Chancay: o porto que seduz a Bolívia

“Um porto com muitas vantagens foi inaugurado no ano passado na costa do Peru, em Chancay. Atualmente, o impacto não parece ser muito sentido, mas já começa a ser percebido na entrada de mercadorias por via terrestre”, explica Cisneros.

Entre os projetos de infraestrutura inovadores, Chancay se destaca como peça fundamental para o futuro. Sua construção está mais de 70% concluída. A primeira fase exigiu um investimento de mais de US$ 1,4 bilhão, e o investimento total poderá ultrapassar US$ 3,4 bilhões.

O porto tem capacidade para receber navios com até 24.000 contêineres, reduzindo o tempo de transporte para a Ásia. Para a Bolívia, essa opção é atraente porque pode significar um acesso mais competitivo ao mercado asiático, desde que a logística terrestre seja fortalecida.

O desafio da produção nacional

A infraestrutura portuária por si só não basta. Para Cisneros, o verdadeiro desafio reside em garantir que a Bolívia consiga atender às demandas dos mercados externos.

“Como país, precisamos começar a garantir a produção. O Peru, por exemplo, começou a garantir uma quantidade significativa de frutas, bananas, mirtilos, morangos, batatas… Isso está gerando um fluxo constante de exportações”, explica ele.

A comparação é clara: enquanto o Peru consolida sua capacidade de exportação, a Bolívia precisa trabalhar na estabilidade, continuidade e conformidade com os padrões. “Ao atender a uma demanda, é preciso ser sério, consistente e pontual nas entregas, mesmo diante de diferentes situações que possam surgir, como as climáticas e as ameaças governamentais”, destaca o acadêmico.

A Bolívia poderia entrar no mercado “como salvadora” quando outros países não cumprirem seus compromissos, mas o objetivo deveria ser maior: construir uma base produtiva estável que aproveite a abertura de novos corredores.

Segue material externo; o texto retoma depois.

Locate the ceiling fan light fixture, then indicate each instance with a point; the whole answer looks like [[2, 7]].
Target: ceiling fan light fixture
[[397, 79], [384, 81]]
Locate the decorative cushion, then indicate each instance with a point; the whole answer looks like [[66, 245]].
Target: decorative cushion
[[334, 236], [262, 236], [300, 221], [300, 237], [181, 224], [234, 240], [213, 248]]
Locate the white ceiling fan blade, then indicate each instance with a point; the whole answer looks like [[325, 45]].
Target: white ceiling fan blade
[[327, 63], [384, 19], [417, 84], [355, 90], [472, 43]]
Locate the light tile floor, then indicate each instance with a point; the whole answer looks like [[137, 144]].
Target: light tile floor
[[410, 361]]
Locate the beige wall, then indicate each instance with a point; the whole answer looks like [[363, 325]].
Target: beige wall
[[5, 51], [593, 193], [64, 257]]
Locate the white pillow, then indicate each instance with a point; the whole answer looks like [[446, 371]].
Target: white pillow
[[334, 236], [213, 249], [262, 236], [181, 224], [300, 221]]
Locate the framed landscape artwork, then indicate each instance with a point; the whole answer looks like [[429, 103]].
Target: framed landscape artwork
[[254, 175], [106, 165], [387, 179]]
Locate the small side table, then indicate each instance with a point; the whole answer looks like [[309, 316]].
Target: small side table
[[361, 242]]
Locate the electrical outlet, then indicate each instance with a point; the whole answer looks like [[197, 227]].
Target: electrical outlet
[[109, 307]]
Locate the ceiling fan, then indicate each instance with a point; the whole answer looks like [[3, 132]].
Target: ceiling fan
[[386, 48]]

Matarani consolida números recordes, Chancay promete uma rota direta e competitiva para a Ásia, e os corredores bioceânicos conectam o país ao Brasil e ao Paraguai. Mas a verdadeira oportunidade, como insiste Cisneros, reside em saber aproveitar essas oportunidades. O desafio agora é para a produção nacional e o desenvolvimento do capital humano acompanharem o ritmo dessas novas rotas.

A educação como fundamento da mudança

O crescimento do porto apresenta uma dupla oportunidade. Ao mesmo tempo que os corredores facilitam o comércio internacional, também capacitam a Bolívia a formar profissionais aptos a gerir, inovar e transformar a produção nacional, garantindo que o país não só receba produtos, como também possa competir nos mercados globais.

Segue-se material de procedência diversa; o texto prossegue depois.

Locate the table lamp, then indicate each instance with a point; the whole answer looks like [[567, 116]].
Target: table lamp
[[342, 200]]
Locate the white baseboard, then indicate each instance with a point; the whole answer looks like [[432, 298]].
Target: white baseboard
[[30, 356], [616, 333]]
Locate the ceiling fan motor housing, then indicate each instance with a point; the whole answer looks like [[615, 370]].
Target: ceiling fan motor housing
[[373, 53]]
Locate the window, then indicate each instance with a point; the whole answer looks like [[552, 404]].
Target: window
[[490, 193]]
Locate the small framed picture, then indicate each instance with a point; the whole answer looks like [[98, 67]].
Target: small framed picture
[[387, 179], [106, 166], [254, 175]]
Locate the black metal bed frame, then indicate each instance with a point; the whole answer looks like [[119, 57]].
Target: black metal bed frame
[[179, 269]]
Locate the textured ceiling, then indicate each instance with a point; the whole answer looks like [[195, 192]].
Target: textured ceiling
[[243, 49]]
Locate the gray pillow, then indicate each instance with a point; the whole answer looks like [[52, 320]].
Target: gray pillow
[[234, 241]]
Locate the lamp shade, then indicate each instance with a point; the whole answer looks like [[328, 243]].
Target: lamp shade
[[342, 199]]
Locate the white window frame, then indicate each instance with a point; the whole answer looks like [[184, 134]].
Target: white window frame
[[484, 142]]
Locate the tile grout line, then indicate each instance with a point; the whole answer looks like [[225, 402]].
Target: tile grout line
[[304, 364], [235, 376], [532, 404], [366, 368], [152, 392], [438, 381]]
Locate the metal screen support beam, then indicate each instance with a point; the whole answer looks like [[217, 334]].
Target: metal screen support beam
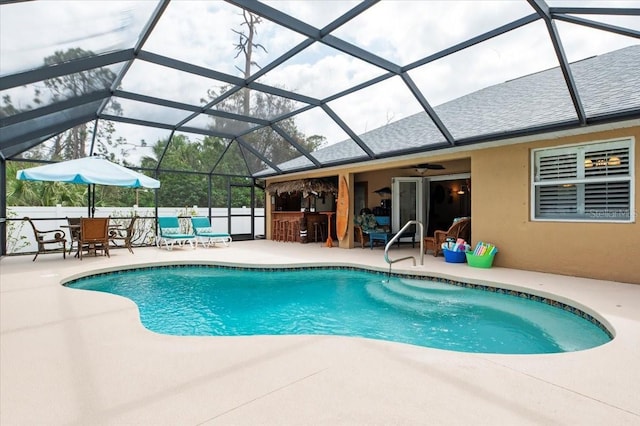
[[542, 9]]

“O comércio está dentro de nós, por isso devemos ser inovadores, transformadores e estar sempre atentos às melhores práticas para gerar um bom comércio. Acredito que esse é o futuro do nosso país”, afirma Cisneros.

Nesse contexto, o modelo educacional da Unifranz, focado no aprendizado prático, é vital para o fortalecimento das competências dos futuros profissionais. A abordagem transformadora do programa de Engenharia de Negócios, em que os alunos gerenciam projetos desde o primeiro dia, é fundamental para o desenvolvimento de um perfil profissional competitivo, capaz de enfrentar os desafios de um mercado global em constante mudança.

Segundo a especialista, a transformação comercial da Bolívia não pode ser dissociada da esfera educacional. Ela recomenda treinamento contínuo, apoio educacional e a transformação das formas como realizamos nossa produção.